Globally, Ireland was ranked joint 6th with Canada out of 167 countries surveyed, both receiving a score of 9.15 out of a maximum of 10. In the Western European category, Ireland did even better, receiving a ranking of fifth.
Norway, Iceland, Sweden, New Zealand and Denmark occupy top five standing in this global ranking. Particularly noteworthy is the fact that France and the United State are not categorised as full democracies. Categorised as flawed democracies, they achieve a global ranking of 25 and 29 respectively.
A particularly positive indicator is that Ireland received the maximum score of 10 in spheres of civil liberties and political culture. At the other extreme, the Democratic Republic of Congo, Syria and North Korea were categorised as authoritarian and ranked 165th to 167th respectively. North Korea and Syria received a score of 0 for civil liberties. A total of 53 countries were classified as authoritarian.
Ireland’s top tier status remained firmly intact under the Freedom House survey for 2018. Receiving 97 out of a possible 100, it was categorised as one of the world’s 88 free countries, putting Ireland on a par with Denmark. Bear in mind that just three countries received an ultra impressive ranking of 100, namely Finland, Sweden and Norway. The Netherlands and Canada were barely shy of full marks, with a score of 99. On the other hand, Tibet, South Sudan and North Korea barely registered on the 100 scale, receiving derisory scores of 1, 2, and 3 respectively. Syria did not register at all, with a score of 0.
In Ireland, we seem to be unable to give ourselves credit for our democratic achievements. Why is this so? First, frustration and disillusionment with politics can make us angry.

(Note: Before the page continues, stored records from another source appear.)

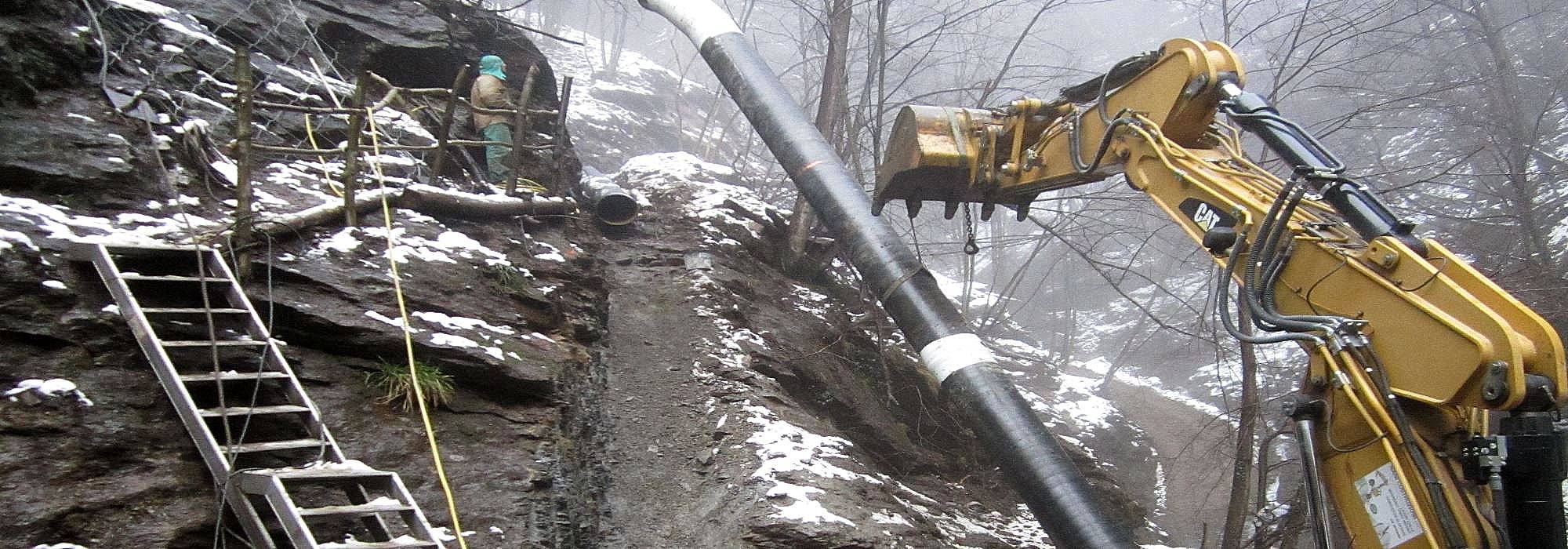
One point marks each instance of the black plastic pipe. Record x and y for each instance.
(1034, 462)
(608, 202)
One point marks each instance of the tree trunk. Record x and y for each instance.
(1238, 511)
(830, 112)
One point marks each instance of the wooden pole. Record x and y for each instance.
(244, 216)
(357, 123)
(520, 129)
(561, 133)
(445, 134)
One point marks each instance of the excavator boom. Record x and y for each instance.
(1414, 352)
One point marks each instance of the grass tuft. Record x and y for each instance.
(396, 385)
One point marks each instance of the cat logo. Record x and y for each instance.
(1207, 216)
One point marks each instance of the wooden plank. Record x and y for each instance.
(360, 509)
(233, 377)
(274, 446)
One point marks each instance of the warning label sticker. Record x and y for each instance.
(1388, 506)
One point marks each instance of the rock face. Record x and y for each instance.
(644, 387)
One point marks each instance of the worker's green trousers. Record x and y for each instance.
(495, 155)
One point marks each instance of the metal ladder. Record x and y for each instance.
(245, 409)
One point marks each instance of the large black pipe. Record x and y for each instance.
(608, 202)
(1031, 457)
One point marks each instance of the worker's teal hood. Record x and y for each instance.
(493, 67)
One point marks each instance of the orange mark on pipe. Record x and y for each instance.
(808, 167)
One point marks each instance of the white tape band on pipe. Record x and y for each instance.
(699, 20)
(954, 354)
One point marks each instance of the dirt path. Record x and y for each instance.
(661, 493)
(1196, 456)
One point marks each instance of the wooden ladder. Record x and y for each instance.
(260, 434)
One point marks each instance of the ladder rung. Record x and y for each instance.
(173, 278)
(385, 545)
(154, 249)
(233, 376)
(198, 343)
(192, 311)
(253, 410)
(294, 445)
(360, 509)
(330, 474)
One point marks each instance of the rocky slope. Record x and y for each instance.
(655, 385)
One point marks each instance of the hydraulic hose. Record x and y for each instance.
(1034, 462)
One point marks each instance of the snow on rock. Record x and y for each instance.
(126, 230)
(703, 192)
(48, 390)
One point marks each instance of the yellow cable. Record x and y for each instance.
(408, 336)
(310, 134)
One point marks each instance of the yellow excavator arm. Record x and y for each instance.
(1417, 358)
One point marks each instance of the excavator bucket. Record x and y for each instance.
(932, 156)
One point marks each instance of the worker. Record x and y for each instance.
(490, 92)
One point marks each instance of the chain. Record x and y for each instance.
(971, 247)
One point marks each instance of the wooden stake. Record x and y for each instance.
(561, 133)
(445, 134)
(521, 131)
(357, 123)
(242, 159)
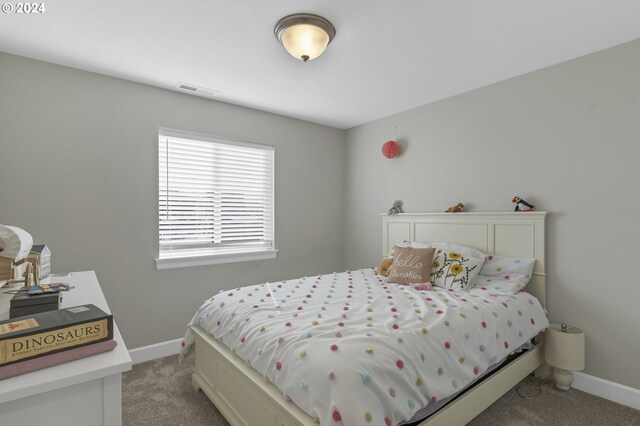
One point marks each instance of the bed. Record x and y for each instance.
(246, 387)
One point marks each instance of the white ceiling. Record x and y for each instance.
(388, 55)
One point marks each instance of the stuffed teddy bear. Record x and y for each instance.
(384, 267)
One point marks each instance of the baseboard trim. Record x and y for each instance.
(155, 351)
(612, 391)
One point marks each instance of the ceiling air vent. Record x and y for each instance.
(190, 88)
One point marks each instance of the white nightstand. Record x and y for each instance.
(564, 351)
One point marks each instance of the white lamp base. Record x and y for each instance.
(563, 378)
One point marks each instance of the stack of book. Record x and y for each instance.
(37, 341)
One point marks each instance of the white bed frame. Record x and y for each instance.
(244, 397)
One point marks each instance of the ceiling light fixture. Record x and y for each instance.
(303, 35)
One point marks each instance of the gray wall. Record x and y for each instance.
(566, 138)
(78, 170)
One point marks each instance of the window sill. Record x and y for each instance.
(214, 259)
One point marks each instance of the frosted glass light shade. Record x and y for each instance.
(305, 40)
(304, 36)
(564, 349)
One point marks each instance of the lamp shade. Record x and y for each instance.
(564, 347)
(304, 36)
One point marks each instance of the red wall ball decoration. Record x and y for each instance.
(390, 149)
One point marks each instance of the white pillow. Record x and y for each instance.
(463, 250)
(414, 244)
(454, 269)
(502, 273)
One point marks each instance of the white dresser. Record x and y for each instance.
(85, 392)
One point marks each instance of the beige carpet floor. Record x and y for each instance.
(159, 393)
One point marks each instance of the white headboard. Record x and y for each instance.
(515, 234)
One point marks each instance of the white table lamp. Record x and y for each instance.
(564, 351)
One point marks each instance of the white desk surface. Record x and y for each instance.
(87, 290)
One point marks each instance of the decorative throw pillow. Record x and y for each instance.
(503, 273)
(384, 266)
(411, 265)
(452, 269)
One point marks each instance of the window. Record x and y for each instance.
(215, 200)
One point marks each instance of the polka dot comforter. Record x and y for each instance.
(349, 348)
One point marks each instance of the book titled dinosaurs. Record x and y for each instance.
(49, 332)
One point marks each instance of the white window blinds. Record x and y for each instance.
(215, 195)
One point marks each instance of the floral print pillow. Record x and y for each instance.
(452, 269)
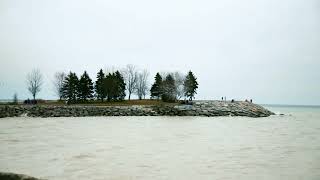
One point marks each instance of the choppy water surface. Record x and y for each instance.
(277, 147)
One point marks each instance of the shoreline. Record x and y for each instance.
(200, 108)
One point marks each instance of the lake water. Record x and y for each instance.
(120, 148)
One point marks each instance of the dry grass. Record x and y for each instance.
(111, 103)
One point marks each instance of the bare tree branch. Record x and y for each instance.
(58, 83)
(131, 75)
(142, 84)
(34, 82)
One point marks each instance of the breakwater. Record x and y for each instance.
(201, 108)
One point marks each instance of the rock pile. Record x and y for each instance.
(200, 108)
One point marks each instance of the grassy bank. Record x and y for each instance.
(104, 103)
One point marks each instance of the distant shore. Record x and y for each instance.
(198, 108)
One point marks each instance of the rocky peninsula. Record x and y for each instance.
(198, 108)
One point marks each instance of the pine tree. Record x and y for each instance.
(190, 85)
(121, 86)
(85, 88)
(109, 86)
(99, 87)
(70, 86)
(155, 90)
(168, 89)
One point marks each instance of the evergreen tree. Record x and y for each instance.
(190, 85)
(169, 89)
(121, 86)
(99, 87)
(110, 86)
(70, 86)
(155, 90)
(85, 88)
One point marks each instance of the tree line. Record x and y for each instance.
(113, 86)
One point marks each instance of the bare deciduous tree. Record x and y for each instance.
(131, 75)
(142, 84)
(34, 82)
(15, 98)
(58, 83)
(179, 80)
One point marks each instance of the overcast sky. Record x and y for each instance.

When we witness abject failures in public policy such as child poverty and overspending on state projects, we are entitled to be angry. And when public policy failures hurt vulnerable family members and friends whom we love, this anger becomes personal.
Second, collectively we seem to get trapped into a self-perpetuating public discourse of total negativity about Irish liberal democracy. It is not that this public discourse sees Ireland’s democratic glass as half full; rather it sees the glass as empty.
It has been my consistent experience for over 30 years that it is very hard to get a fair and balanced hearing in respect of this country’s democratic positives. In rare moments of despair, I have concluded that we seem utterly determined to give ourselves a permanent fail grade.
Of course, it should be emphasised that some on the political spectrum such as the far left and far right actually want liberal democracy to fail. Freedom of expression, assembly and association, for example, are self-evidently incompatible with authoritarian political arrangements, whatever their political hue. Opposition, dissent and a free press are an anathema to dystopian visionaries. Ireland has fortunately been largely spared from such forces so far.
There have been many decisive moments in the history of Irish liberal democracy. The granting of near universal adult suffrage in 1918 has received well deserved attention recently. And getting to this position where we enjoy top tier global rankings was hardly a foregone conclusion. In particular, Ireland’s civil war (1922-23) might have proved to be an insurmountable obstacle to democratic consolidation.
Given the nature of contemporary politics in Britain and the United States it is therefore both timely and appropriate to generously acknowledge our democratic successes.
Given the re-emergence of populism in Europe and the U.S, these successes should not be undervalued. Nor do our current top tier ratings afford us any room for complacency.
Dr Anthony O Halloran is author of the The Dail in the 21st Century published by Mercier Press, Cork. He studied American politics as a Fulbright Scholar in Southern Illinois University, Carbondale.